In October 2024, SYNLAB agreed to sell its Spanish business to Eurofins Scientific

==Corporate structure==
Mathieu Floreani is the CEO of SYNLAB Group, who changed from DHL to SYNLAB in 2018. The former CEO and co-founder of SYNLAB, Bartl Wimmer, retired from this position at the end of March 2018. Also part of the Management Board is Sami Badarani, Group CFO, who joined the company in 2017.

Headquartered in Munich, Germany, the company is present in more than 30 countries on four continents and employs around 28,000 people. The company performed 600 million laboratory tests and achieved sales revenues of approximately 3.25 billion euros in 2022. SYNLAB grows organically and through mergers and acquisitions as an industry consolidator.
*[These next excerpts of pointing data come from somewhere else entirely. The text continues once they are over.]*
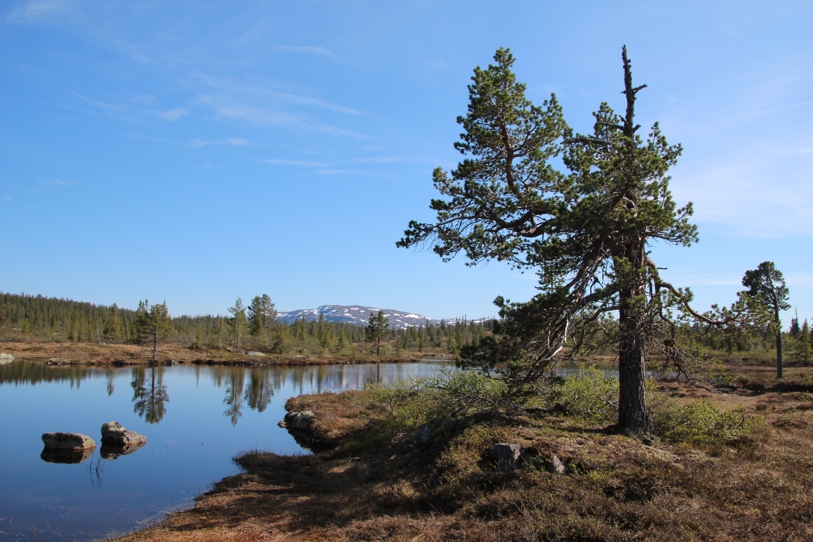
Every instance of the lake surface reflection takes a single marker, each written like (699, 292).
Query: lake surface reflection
(196, 418)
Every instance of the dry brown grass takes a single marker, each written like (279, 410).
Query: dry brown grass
(615, 488)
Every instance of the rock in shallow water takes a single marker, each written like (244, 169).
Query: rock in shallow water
(113, 434)
(65, 456)
(67, 441)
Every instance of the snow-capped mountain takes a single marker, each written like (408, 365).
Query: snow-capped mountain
(359, 315)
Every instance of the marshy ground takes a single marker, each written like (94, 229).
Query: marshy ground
(732, 463)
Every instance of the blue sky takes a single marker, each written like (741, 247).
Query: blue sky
(198, 151)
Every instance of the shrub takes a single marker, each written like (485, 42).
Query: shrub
(701, 423)
(590, 395)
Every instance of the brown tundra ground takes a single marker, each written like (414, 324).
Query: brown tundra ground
(373, 479)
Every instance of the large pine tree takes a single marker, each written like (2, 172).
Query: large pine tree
(586, 231)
SYNLAB has been listed in the Prime Standard on the Frankfurt Stock Exchange since April 2021. Between 2015 and 2022, SYNLAB made 152 acquisitions in more than 20 countries, with a total enterprise value of around 1 billion euros.

== Laboratories ==
In total, ca. 500 laboratories belong to the SYNLAB hub and spoke laboratory network. The network comprises, among others, two European reference laboratories situated near Stuttgart and Barcelona, as well as 31 central laboratories that are specialised and also run tests for other laboratories within the network. Regional and emergency laboratories constitute the majority of the network.

SYNLAB runs several competence centres, such as the WHO supranational reference laboratory in Munich-Gauting, a centre specialised in tuberculosis. SYNLAB's Spanish Molecular Genetics Department was the first laboratory in Europe to develop a non-invasive prenatal genetic test. SYNLAB also acquired Sistemas Genómicos, a laboratory specialised in genetics and bioinformatics from Spain, in 2022.

==Services and activities==
SYNLAB provides medical diagnostic services to practising doctors, hospitals and clinics, governments, and corporates. The company also operates a network of more than 1,800 blood collection points (BCPs) for patients. SYNLAB's multidisciplinary range of services includes, in the field of human medicine, clinical chemistry, haematology, coagulation, microbiology, serology, immunology, genetics, molecular biology, pathology, cytology, endocrinology, and maternity care. The SYNLAB laboratories examine 600 million samples (e.g. urine, blood, tissue) every year on the basis of around 5,000 different test parameters. Approximately 50 new parameters are added each year.

In 2020, for example, Microba and SYNLAB entered an agreement to supply Microba's tests to healthcare providers in Spain and other countries in Europe and Latin America.